A more stringent bear-market buy-hold threshold
Under bull-market conditions, stocks may be bought or held if their ranks are 80 or above (100=best). As a practical matter, the buy threshold is not likely to have much impact. Since I'm only looking for 10 stocks, it's seems inevitable that I'll fill the portfolio long before dropping that far down in the ranking hierarchy. That may also be the case for bear markets, where the threshold rises to 90.
The difference is in the hold-versus sell decision, where stocks ranked 80-89 would have to be jettisoned under bearish conditions. The presence of this more stringent rank requirement makes it easier to clear space for defensive-universe/rank selections when market conditions change.
Different diversification rules for bull or bear markets
Diversification is classic risk-control strategy which, over a prolonged period, is more likely to reduce average returns but hopefully, result in a disproportionate reduction in volatility by cutting exposure to sector-specific factors.
During bullish periods, I decided to forego this requirement. At present, it seems to me that the regime-switching nature of the strategy is providing sufficient risk control in this ten-stock portfolio.

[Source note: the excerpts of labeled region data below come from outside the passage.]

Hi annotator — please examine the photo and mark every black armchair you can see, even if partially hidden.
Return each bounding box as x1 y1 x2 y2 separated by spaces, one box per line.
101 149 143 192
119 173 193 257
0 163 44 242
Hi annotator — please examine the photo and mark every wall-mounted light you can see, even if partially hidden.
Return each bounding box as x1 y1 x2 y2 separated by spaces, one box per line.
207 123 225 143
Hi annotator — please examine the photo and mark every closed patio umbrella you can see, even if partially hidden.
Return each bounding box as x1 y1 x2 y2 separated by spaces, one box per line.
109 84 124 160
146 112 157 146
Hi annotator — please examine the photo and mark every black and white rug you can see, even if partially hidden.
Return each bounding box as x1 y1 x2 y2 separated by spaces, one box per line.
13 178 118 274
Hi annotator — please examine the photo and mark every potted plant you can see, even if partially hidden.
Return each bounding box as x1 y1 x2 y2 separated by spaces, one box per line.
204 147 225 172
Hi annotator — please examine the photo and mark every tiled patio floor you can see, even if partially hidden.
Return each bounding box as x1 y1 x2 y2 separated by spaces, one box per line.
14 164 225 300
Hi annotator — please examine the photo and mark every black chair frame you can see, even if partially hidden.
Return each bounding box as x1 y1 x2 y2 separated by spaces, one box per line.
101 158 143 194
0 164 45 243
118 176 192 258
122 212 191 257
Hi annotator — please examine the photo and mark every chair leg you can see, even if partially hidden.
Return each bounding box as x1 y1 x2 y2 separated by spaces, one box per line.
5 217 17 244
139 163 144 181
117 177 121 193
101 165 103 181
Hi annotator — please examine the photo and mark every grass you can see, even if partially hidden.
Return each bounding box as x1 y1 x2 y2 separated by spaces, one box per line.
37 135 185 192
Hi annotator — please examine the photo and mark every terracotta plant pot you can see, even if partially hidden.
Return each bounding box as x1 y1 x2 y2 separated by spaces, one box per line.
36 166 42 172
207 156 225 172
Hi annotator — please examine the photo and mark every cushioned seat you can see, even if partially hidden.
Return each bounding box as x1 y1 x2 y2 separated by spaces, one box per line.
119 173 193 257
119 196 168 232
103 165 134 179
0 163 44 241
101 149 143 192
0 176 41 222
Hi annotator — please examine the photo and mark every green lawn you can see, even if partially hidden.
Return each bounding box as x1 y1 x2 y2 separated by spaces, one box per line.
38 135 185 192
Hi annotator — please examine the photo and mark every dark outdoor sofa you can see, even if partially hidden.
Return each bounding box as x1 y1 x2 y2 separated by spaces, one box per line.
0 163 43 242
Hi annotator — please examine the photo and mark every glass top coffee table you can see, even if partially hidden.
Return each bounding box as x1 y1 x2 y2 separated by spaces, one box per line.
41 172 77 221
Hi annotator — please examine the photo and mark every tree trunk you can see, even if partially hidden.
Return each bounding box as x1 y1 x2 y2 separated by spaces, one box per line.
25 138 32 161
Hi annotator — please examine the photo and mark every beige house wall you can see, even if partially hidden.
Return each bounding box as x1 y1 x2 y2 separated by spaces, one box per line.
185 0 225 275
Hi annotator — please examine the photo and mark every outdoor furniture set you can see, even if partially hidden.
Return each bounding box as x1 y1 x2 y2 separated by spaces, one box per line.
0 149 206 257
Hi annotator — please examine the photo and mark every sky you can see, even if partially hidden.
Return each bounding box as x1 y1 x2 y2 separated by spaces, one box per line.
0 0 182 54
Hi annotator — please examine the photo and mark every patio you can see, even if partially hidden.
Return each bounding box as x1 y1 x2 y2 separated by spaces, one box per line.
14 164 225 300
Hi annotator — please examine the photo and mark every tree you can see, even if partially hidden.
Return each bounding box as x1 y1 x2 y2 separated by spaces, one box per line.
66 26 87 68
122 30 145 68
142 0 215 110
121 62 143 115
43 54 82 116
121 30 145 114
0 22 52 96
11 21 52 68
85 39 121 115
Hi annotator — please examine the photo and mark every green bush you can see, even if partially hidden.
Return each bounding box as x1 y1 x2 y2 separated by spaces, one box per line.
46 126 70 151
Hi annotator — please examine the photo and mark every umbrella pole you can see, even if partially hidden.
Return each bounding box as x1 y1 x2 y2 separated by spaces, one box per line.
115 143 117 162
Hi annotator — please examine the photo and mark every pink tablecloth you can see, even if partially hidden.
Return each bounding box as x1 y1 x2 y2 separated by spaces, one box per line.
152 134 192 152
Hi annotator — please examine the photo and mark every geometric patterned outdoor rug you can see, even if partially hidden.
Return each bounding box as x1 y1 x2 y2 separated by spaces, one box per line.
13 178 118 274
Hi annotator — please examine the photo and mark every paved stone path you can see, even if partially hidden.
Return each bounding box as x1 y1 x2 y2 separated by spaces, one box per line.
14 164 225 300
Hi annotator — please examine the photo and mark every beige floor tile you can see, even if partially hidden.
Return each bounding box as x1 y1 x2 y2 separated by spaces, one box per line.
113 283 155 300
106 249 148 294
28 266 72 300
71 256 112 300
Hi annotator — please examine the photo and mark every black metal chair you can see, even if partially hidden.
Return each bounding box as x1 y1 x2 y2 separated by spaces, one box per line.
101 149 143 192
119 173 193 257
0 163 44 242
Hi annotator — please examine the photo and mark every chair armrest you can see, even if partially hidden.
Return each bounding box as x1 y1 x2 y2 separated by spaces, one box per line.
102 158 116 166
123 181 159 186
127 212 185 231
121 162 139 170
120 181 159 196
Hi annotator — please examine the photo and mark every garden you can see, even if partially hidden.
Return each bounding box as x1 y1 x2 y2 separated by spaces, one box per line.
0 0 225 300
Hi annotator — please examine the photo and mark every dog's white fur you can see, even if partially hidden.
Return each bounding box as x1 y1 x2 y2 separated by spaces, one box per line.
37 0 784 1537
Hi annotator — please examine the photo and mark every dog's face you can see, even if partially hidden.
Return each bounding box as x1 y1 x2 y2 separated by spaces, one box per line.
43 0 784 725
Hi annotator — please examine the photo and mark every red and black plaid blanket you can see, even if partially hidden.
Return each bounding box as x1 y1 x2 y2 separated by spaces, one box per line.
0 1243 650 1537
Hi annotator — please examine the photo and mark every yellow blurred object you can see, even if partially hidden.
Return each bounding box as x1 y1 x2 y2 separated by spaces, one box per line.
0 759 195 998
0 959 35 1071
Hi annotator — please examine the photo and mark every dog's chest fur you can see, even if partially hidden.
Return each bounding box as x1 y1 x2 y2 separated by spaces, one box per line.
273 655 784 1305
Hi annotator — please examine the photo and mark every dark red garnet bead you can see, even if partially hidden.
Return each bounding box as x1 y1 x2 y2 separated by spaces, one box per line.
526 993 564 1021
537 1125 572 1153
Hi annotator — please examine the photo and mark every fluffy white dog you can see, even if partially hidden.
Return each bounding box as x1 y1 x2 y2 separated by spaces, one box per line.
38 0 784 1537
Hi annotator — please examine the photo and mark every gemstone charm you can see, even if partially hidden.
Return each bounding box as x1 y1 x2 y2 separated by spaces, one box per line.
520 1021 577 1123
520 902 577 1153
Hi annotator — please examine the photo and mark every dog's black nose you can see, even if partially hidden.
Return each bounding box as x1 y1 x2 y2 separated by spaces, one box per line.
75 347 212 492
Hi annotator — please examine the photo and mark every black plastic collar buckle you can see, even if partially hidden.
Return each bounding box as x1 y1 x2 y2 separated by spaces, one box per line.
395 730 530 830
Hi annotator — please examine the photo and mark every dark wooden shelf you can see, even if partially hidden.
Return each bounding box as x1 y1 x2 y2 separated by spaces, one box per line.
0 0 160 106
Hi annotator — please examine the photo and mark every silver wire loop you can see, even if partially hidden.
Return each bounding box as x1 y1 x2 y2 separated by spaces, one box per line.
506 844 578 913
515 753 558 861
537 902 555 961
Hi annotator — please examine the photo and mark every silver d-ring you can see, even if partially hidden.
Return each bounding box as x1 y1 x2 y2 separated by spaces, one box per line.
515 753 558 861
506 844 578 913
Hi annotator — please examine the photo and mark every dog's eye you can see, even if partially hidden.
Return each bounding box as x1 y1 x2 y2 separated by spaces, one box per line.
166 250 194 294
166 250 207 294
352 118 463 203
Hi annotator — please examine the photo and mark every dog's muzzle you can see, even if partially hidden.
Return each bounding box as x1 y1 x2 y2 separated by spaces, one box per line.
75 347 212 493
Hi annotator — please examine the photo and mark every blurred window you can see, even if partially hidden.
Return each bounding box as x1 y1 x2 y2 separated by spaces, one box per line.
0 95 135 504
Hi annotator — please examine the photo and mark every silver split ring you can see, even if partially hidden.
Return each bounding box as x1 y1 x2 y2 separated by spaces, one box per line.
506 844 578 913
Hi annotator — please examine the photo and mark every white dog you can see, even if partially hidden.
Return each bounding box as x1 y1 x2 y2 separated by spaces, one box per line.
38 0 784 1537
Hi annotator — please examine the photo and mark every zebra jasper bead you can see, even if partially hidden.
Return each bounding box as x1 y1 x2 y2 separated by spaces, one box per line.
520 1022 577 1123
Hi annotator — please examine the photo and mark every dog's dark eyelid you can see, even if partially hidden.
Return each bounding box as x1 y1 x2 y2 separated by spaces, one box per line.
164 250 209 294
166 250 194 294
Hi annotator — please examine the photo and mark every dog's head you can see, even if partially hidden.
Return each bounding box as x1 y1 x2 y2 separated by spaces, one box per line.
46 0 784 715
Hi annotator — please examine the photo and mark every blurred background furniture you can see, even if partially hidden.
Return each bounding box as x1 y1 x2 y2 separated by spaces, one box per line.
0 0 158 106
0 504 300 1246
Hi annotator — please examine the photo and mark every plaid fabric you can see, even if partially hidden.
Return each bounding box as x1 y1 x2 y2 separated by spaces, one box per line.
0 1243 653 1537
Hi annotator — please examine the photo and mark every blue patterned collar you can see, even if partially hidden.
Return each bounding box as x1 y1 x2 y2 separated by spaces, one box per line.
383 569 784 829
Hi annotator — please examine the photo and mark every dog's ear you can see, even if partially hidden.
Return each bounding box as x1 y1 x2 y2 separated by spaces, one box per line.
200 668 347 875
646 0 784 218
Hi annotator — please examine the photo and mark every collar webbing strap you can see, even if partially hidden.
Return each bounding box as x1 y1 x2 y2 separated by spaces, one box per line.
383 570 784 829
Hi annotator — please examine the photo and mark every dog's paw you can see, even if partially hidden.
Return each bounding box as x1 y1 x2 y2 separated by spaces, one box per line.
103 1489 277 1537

However, during bear market conditions, I decided to add the extra layer of risk control by limiting sector exposure to 50 percent of the portfolio. That threshold is higher than one might normally want for such a rule. But it's appropriate, perhaps necessary, here since the defensive universe that's active at such times already leaves us with so few sectors from which we can choose.
Thinking out loud
As noted, this model is offered for purposes of evaluation, to watch how it works in real time and see where it needs to be refined. Right now, I'm most comfortable with the basic market-timing model, the multi-market rank, and the defensive universe. That doesn't mean I'll never change them or add new variations. But it does mean that at this time, I consider them as much good-to-go as any other models I've used.
It's the latter aspects that will be evaluated most closely; the super-bear strategy (not so much the idea of having one, but the specifics of the rule), as well as the protocols regarding rank threshold and diversification. Other noteworthy areas for continuing study are portfolio size and rebalancing frequency.